На другой день явился милиционер, собрал всех участников самосуда, «учиненного давеча над доверенным лицом», в хате и заставлял подписать протокол. Мужики были с похмелья, но категоричны, они так и не поняли, что протокол составлен на них, заявили:
– За него, за рыжего педераста, ничего подписывать не станем. Пусть его сажают, товарищ сержант. Хоть убей.… Этот прыщ – убийца и мучитель.
– Да постойте, да погодите, дураки вы, ведь вам того, вам же лучше, если это самое… если добровольное признание… и так дальше. Явку с повинной вам оформим. Подпишите, и так дальше, это все. А то владелец посадит вас за издевательства над подчиненным и совершенный самосуд с непосредственным покушением на жизнь потерпевшего, и так дальше. Может, еще на административное правонарушение, на мирового напишем… И это самое… Выйдете чистыми. Ну там пятнадцать суток или штраф, и так дальше…
– Он мальчишку чуть не укокошил, фашист…
– А где побои, кто докажет теперь? – не унимался милиционер. – Вы их зафиксировали? То, что немой стал, это еще не факт, немым и притвориться возможно….
– Да ты чё, Иваныч (перешли на «ты» мужики), против нас, что ли, бумагу-то оперу пишешь? – догадались наконец они. – Ты что, не русский, не наш?
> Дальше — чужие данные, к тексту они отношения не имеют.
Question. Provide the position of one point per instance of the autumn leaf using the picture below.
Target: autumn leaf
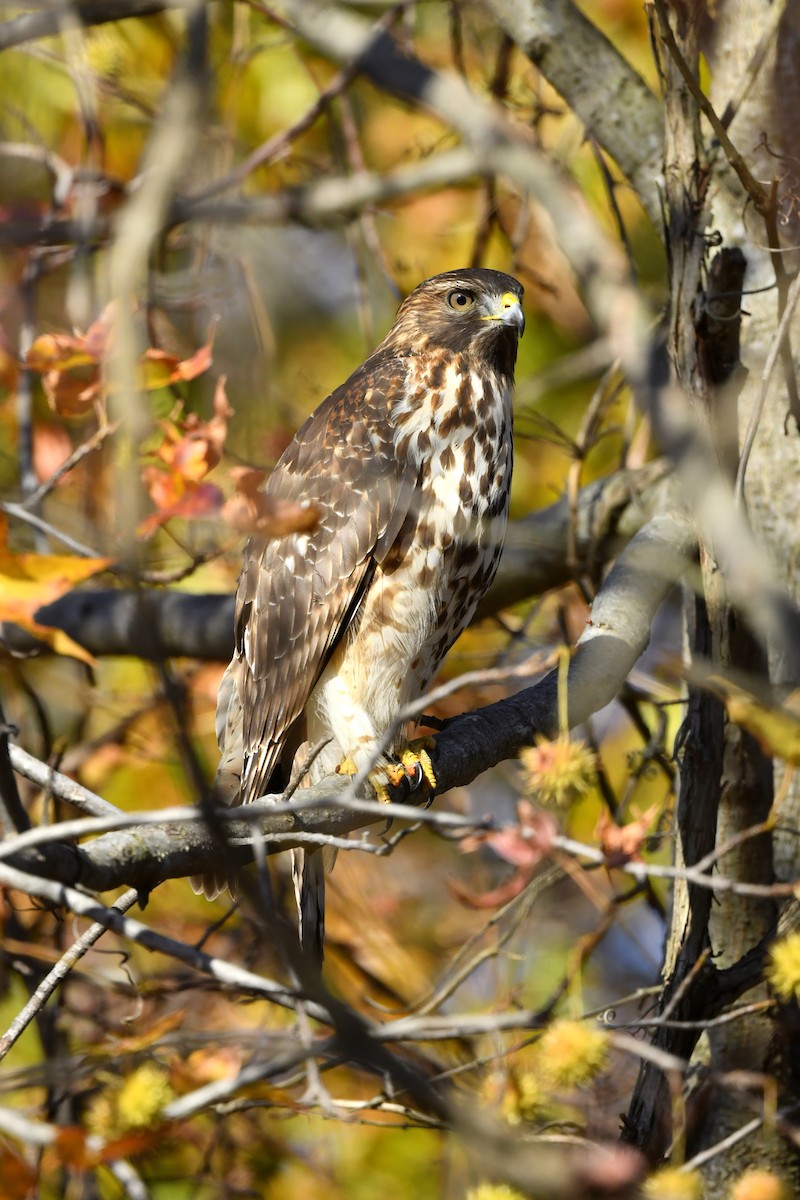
(250, 510)
(71, 365)
(186, 501)
(190, 449)
(620, 844)
(523, 845)
(775, 727)
(18, 1177)
(28, 582)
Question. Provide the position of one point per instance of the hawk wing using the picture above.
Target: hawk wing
(299, 593)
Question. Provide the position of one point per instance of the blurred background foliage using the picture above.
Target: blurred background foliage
(293, 311)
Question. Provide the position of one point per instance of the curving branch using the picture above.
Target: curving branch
(155, 624)
(617, 634)
(601, 88)
(50, 21)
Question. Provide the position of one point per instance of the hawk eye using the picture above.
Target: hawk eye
(461, 300)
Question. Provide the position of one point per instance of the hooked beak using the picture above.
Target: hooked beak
(509, 312)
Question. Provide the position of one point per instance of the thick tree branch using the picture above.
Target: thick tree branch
(612, 100)
(154, 624)
(617, 635)
(31, 25)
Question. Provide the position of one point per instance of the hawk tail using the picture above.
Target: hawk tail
(308, 875)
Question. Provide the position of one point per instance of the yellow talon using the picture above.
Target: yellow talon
(410, 759)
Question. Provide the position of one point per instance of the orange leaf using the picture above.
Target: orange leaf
(197, 501)
(61, 352)
(161, 369)
(251, 510)
(523, 845)
(18, 1179)
(70, 1146)
(620, 844)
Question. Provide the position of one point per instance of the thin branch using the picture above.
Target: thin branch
(66, 789)
(55, 977)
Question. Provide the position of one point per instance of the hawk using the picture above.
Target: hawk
(409, 466)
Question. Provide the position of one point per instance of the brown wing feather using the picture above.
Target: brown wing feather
(293, 606)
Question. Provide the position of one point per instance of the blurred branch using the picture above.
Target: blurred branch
(614, 639)
(601, 88)
(503, 149)
(152, 623)
(58, 975)
(50, 21)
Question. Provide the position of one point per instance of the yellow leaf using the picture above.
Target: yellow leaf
(776, 729)
(28, 582)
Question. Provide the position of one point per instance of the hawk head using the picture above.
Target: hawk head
(473, 311)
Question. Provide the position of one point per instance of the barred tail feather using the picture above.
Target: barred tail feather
(308, 875)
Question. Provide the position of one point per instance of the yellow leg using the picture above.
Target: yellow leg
(414, 757)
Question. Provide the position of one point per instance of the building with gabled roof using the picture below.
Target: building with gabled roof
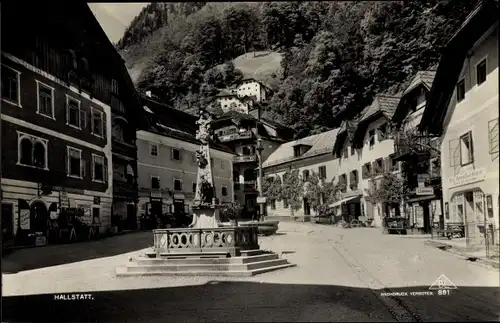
(309, 154)
(462, 108)
(167, 166)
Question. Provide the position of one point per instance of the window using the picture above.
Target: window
(153, 149)
(481, 72)
(322, 172)
(461, 90)
(175, 154)
(371, 136)
(76, 166)
(32, 151)
(98, 168)
(45, 100)
(155, 182)
(305, 175)
(177, 185)
(97, 122)
(382, 132)
(367, 171)
(74, 117)
(466, 149)
(11, 85)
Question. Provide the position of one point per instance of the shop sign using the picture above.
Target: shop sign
(424, 191)
(471, 176)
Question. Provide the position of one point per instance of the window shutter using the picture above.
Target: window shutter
(105, 171)
(454, 151)
(493, 136)
(82, 168)
(83, 119)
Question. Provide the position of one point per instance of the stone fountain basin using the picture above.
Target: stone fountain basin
(266, 227)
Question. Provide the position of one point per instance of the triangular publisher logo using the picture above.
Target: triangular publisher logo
(442, 282)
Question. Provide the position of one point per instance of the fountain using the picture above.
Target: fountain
(206, 247)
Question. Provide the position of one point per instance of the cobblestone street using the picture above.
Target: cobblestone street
(340, 276)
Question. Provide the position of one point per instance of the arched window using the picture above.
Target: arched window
(39, 155)
(26, 151)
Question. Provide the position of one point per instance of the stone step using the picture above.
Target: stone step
(123, 272)
(205, 267)
(251, 252)
(232, 260)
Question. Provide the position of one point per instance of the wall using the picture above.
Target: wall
(20, 182)
(311, 164)
(473, 113)
(232, 104)
(185, 170)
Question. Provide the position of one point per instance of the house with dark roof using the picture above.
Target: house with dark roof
(309, 155)
(419, 154)
(166, 146)
(363, 149)
(462, 108)
(68, 115)
(240, 131)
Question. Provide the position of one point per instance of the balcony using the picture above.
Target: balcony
(411, 143)
(245, 159)
(126, 190)
(236, 136)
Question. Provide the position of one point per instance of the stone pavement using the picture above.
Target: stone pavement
(340, 276)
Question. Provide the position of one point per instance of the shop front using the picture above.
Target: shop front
(471, 198)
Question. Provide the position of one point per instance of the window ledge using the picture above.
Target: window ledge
(73, 126)
(12, 103)
(46, 116)
(31, 166)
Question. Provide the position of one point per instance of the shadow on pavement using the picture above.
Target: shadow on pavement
(251, 302)
(53, 255)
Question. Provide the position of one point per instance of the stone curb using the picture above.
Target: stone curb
(482, 261)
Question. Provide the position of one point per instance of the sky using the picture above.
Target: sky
(115, 17)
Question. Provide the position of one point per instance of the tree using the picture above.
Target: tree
(293, 189)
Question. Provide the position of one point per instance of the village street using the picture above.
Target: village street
(339, 277)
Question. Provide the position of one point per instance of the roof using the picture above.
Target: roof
(479, 21)
(173, 123)
(424, 78)
(224, 92)
(321, 144)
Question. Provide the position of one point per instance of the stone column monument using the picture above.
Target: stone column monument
(205, 205)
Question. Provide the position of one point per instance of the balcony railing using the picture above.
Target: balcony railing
(245, 159)
(411, 143)
(236, 136)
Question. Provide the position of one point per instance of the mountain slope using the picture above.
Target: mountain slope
(333, 56)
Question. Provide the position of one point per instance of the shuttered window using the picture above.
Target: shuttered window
(493, 136)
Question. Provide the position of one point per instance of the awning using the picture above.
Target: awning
(351, 199)
(422, 198)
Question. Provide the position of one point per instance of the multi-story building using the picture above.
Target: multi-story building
(239, 131)
(310, 154)
(364, 149)
(167, 166)
(462, 107)
(419, 155)
(56, 116)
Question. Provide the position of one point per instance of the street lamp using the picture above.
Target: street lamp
(259, 149)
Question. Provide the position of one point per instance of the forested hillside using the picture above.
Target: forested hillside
(336, 55)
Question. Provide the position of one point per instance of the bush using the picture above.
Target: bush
(230, 211)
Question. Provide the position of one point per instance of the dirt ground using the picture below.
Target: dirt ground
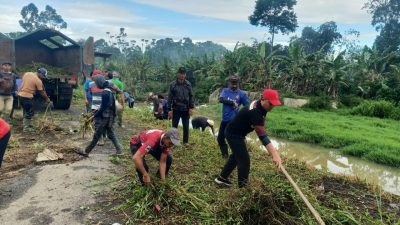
(60, 192)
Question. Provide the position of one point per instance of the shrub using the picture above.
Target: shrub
(350, 100)
(380, 109)
(319, 103)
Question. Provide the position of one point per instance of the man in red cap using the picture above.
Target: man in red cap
(249, 118)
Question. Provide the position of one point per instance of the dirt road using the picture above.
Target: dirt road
(62, 193)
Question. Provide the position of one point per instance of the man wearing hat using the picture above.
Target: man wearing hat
(8, 87)
(180, 102)
(32, 82)
(202, 122)
(158, 144)
(249, 118)
(231, 99)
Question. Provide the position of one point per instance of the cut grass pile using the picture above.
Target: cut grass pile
(189, 196)
(374, 139)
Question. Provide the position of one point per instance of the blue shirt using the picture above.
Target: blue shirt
(86, 86)
(238, 96)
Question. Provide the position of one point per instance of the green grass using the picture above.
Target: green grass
(374, 139)
(189, 196)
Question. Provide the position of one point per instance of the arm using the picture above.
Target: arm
(138, 160)
(163, 165)
(191, 102)
(105, 101)
(262, 135)
(44, 96)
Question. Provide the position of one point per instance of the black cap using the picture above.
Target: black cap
(182, 70)
(234, 79)
(7, 63)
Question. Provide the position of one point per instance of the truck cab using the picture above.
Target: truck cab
(50, 47)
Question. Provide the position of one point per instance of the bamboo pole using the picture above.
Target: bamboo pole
(310, 207)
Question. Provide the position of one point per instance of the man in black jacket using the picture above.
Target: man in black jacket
(180, 102)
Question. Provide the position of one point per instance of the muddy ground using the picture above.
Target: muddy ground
(67, 191)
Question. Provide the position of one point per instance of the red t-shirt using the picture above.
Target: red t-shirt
(4, 128)
(150, 140)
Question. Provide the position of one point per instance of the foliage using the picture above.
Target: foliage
(276, 15)
(32, 19)
(188, 196)
(380, 109)
(319, 103)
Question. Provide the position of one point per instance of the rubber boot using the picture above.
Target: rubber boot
(27, 125)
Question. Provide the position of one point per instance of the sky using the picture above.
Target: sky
(221, 21)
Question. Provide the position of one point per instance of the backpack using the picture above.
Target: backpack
(7, 83)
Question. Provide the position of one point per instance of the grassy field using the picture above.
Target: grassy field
(189, 195)
(374, 139)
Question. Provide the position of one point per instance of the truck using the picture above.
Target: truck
(53, 48)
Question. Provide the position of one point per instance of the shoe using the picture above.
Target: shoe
(101, 142)
(222, 181)
(82, 153)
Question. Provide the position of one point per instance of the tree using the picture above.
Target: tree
(321, 39)
(386, 19)
(277, 15)
(33, 20)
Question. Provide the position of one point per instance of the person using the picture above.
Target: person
(87, 95)
(202, 122)
(159, 104)
(129, 98)
(158, 144)
(5, 134)
(231, 99)
(180, 102)
(248, 119)
(115, 79)
(104, 117)
(8, 87)
(32, 82)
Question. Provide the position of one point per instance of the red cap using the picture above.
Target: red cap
(272, 96)
(96, 72)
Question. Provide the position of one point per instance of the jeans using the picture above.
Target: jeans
(156, 153)
(176, 116)
(240, 157)
(221, 138)
(104, 125)
(3, 145)
(6, 103)
(27, 106)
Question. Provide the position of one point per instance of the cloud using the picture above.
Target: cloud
(308, 11)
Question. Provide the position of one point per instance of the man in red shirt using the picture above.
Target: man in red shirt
(158, 144)
(5, 135)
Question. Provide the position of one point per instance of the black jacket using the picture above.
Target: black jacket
(180, 96)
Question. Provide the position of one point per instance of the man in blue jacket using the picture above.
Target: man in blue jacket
(231, 99)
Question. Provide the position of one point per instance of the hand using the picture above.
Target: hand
(146, 179)
(170, 114)
(277, 160)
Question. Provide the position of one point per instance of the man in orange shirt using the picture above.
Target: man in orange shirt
(5, 135)
(32, 82)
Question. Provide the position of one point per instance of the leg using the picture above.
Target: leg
(157, 156)
(3, 145)
(96, 137)
(114, 139)
(221, 139)
(175, 118)
(185, 123)
(2, 106)
(134, 149)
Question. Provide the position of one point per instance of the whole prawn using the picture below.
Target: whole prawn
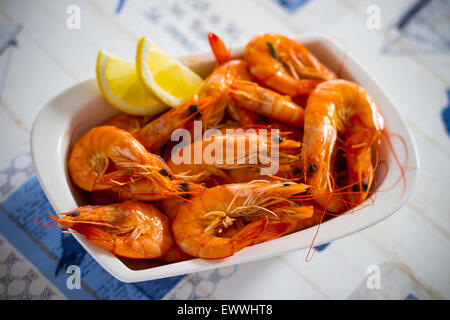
(208, 106)
(250, 96)
(129, 229)
(233, 151)
(340, 110)
(199, 223)
(284, 65)
(223, 56)
(106, 157)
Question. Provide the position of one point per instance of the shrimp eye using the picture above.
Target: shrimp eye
(75, 214)
(193, 108)
(164, 172)
(184, 186)
(312, 168)
(198, 115)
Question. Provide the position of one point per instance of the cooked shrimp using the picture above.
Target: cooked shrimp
(223, 56)
(231, 151)
(284, 65)
(253, 97)
(339, 109)
(157, 133)
(106, 157)
(199, 222)
(129, 229)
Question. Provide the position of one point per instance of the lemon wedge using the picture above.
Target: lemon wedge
(119, 84)
(166, 77)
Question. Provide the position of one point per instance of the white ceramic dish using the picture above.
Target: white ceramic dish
(81, 107)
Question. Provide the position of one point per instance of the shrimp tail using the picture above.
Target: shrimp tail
(274, 230)
(250, 234)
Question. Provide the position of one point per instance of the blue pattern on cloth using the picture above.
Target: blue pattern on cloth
(50, 252)
(446, 113)
(291, 5)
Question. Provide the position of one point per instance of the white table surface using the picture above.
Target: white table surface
(411, 247)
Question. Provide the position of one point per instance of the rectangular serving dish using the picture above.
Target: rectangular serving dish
(67, 116)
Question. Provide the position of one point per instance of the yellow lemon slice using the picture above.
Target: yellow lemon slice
(120, 85)
(166, 77)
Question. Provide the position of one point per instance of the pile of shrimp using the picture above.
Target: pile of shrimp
(144, 205)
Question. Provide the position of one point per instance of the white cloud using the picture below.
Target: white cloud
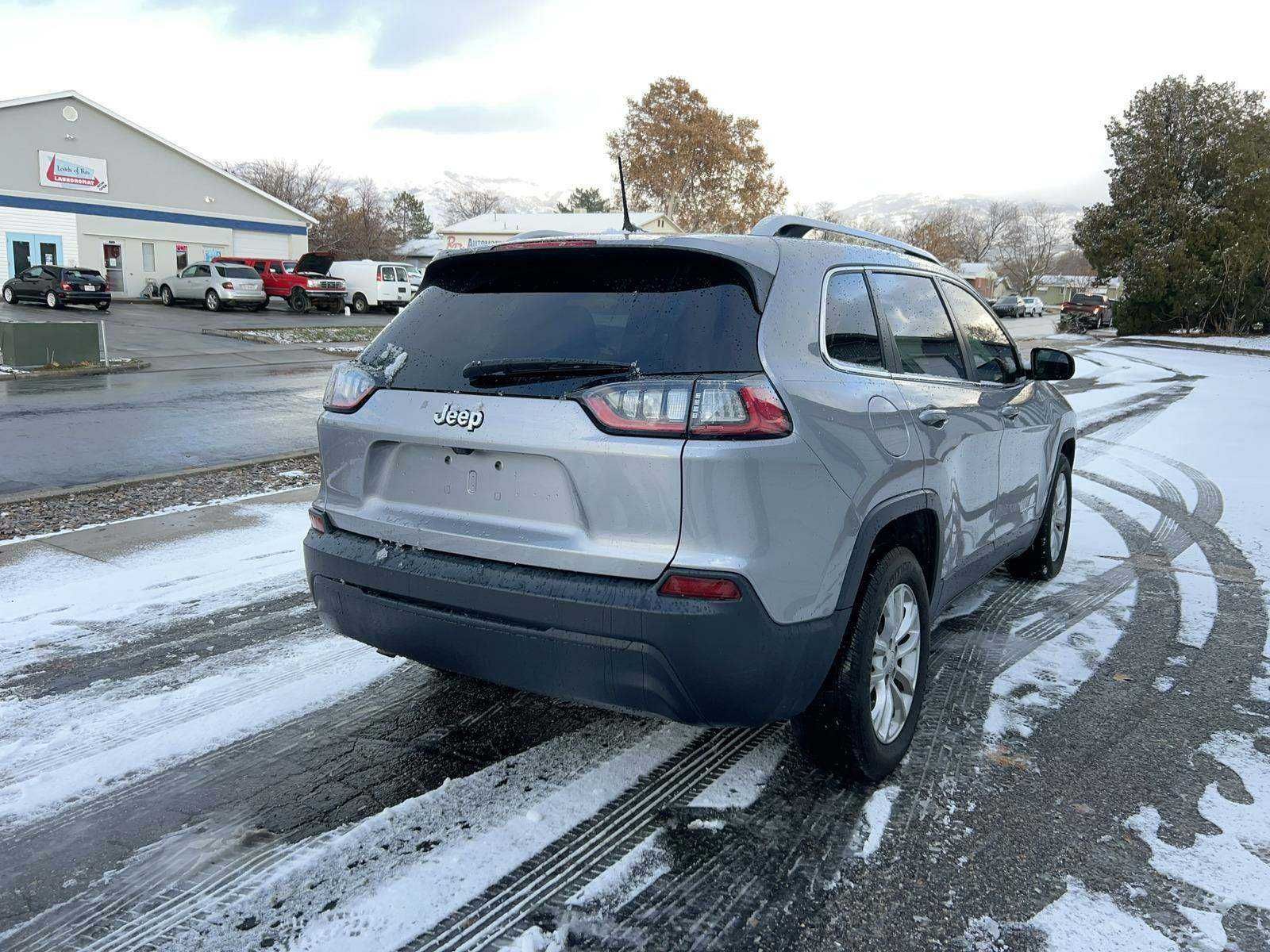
(852, 101)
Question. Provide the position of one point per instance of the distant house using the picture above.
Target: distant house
(419, 251)
(979, 276)
(493, 228)
(1058, 289)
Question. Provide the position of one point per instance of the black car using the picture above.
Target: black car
(1009, 306)
(57, 286)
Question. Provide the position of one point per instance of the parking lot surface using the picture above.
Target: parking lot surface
(194, 762)
(205, 399)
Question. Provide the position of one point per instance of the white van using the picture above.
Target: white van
(374, 285)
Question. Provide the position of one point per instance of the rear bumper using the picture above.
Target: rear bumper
(614, 643)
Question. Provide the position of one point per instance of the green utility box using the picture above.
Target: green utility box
(29, 344)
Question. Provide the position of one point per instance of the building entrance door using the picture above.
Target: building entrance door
(114, 257)
(19, 255)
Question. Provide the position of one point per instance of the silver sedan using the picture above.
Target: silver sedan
(217, 286)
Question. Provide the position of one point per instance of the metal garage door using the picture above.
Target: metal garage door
(260, 244)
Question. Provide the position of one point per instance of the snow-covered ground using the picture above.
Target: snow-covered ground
(190, 761)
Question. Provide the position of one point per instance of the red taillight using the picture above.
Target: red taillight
(559, 243)
(698, 587)
(706, 408)
(348, 387)
(729, 409)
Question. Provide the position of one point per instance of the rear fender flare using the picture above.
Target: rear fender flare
(873, 524)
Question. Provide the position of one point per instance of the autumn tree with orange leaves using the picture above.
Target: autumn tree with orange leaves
(702, 167)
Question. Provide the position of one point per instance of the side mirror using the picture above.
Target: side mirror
(1049, 363)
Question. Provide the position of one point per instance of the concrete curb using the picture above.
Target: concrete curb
(78, 371)
(152, 478)
(1193, 346)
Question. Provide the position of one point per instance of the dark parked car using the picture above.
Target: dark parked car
(1010, 306)
(1089, 311)
(57, 286)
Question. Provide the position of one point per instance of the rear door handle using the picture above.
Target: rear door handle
(933, 416)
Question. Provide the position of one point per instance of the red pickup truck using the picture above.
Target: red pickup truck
(1089, 311)
(304, 285)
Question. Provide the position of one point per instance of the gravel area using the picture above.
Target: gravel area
(300, 336)
(74, 511)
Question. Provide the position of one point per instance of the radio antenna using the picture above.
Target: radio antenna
(626, 216)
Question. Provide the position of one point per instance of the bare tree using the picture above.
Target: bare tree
(1030, 247)
(937, 232)
(304, 187)
(977, 232)
(461, 202)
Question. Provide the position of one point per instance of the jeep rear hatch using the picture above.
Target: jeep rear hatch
(478, 441)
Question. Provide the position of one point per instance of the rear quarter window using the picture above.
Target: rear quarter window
(667, 310)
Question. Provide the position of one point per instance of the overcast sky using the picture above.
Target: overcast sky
(854, 99)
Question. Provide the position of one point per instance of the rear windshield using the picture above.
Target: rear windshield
(667, 310)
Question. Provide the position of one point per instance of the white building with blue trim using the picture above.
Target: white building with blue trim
(86, 187)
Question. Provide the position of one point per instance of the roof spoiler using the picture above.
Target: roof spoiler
(798, 226)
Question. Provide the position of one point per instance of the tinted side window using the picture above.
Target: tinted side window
(850, 327)
(924, 336)
(991, 351)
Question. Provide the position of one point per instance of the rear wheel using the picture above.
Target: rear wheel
(1045, 559)
(864, 717)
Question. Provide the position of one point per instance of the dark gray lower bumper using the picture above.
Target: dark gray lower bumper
(607, 641)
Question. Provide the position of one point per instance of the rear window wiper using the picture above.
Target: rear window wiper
(545, 367)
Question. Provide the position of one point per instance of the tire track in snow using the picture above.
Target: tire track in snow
(188, 876)
(591, 848)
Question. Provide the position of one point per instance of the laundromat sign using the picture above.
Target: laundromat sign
(76, 171)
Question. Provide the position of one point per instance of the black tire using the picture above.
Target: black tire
(1041, 562)
(837, 730)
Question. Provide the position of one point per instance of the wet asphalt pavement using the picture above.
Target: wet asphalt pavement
(268, 839)
(205, 400)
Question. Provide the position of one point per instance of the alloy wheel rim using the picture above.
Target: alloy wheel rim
(1058, 520)
(895, 660)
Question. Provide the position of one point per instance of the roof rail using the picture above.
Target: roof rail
(798, 226)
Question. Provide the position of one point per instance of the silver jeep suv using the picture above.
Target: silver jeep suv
(723, 479)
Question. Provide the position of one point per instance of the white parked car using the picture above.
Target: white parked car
(217, 286)
(383, 285)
– Про вас, архаровцы, про вас… Опера про… сколько вас? Раз, два, пятеро – вот про пятерых белых лебедей… И срок, наверно, вам на пятерку намотает хозяин, и так дальше…Вы хоть знаете, кому паи-то продали, архаровцы? Я вам по секрету скажу, когда я сюда собирался, он мне так и сказал: денег не пожалею, порву на части эти грязные вонючие онучи…
Тут у милиционера зажужжал мобильник, он вытянулся в струну:
– Да, есть, так точно… Все понял. Отказались. Все пятеро, доставим… это самое… Все, мужики, – он щелкнул замком портфеля и молча ушел.
Вечером того же дня приехал, качаясь на рессорах, воронок с решетками в окне задней двери и мужиков, всех пятерых, увезли.
Фоме и вовсе словно руки развязали. Объездчик не унимался. Неутомимо гонялся он за бабами, сгоняя их с бахчей и огородов. Наезжал и на мужиков… Пускал жеребца давить.
– Что?! – орал он тогда, правя коня на человека, словно норовя затоптать. – Что, взяли Фому Кукина? Поняли, чья правда теперь? У, стопчу!.. В пока, в духа…
– Ишь, вольный казак, руки назад. Теперь ему и вовсе нечего бояться…
– Казак палестинский!
– Погоди, – отвечали ему, – Колян Пряхин выйдет или сбежит, он отчаянный, все припомнит… Не сдобровать тогда тебе, иуде…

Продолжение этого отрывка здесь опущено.